Zigbee network keeps crashing ... feels like I tried everything

I have a sonoff 3.0 small network, and the latest Z2M introduced a little instability. Last month’s never went down, this month switches sometimes just stop working.

Interesting. Aqara switches?
Do the other devices stay linked to the coordinator when you pull the map?

Bon, I’ve tried to solve any potential power problem but it doesn’t change anything.
What I’ve done since last time:

  • adding a powered USB hub for the SSD as suggested
  • changing the power supply for a brand new and official Raspberry one.
  • moving the SSD away from the PI and the Zigbee dongle on the other side so now physically it’s “Zigbee Dongle < RPi > SSD”, with like 15 cm between each (knowing that I already tried moving the Zigbee Dongle 3 meters away from the Pi and SSD and it didn’t change anything)

This made absolutely no difference, my Zigbee network is still crashing after 6/8 sometimes 12 hours.

I do have a few error in the HA log which I couldn’t find any source for.

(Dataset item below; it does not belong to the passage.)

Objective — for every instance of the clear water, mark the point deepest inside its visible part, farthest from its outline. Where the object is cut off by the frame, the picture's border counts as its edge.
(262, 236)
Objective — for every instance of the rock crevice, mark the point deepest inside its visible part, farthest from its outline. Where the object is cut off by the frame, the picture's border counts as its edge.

Researching them leads to a lot of non conclusive answers as those errors are too broad. I’m including them below in case it’s helpful.
The “Can’t read supervisor data” seems to be annoying as after this one, I can’t access the supervisor and I have to manually reboot the Pi by pulling the plug off (soft reboot doesn’t work, not even command line on supervisor, neither do the rebuild and repair commands by the way).
BUT this error is not always there when my Zigbee network crashed and vice versa.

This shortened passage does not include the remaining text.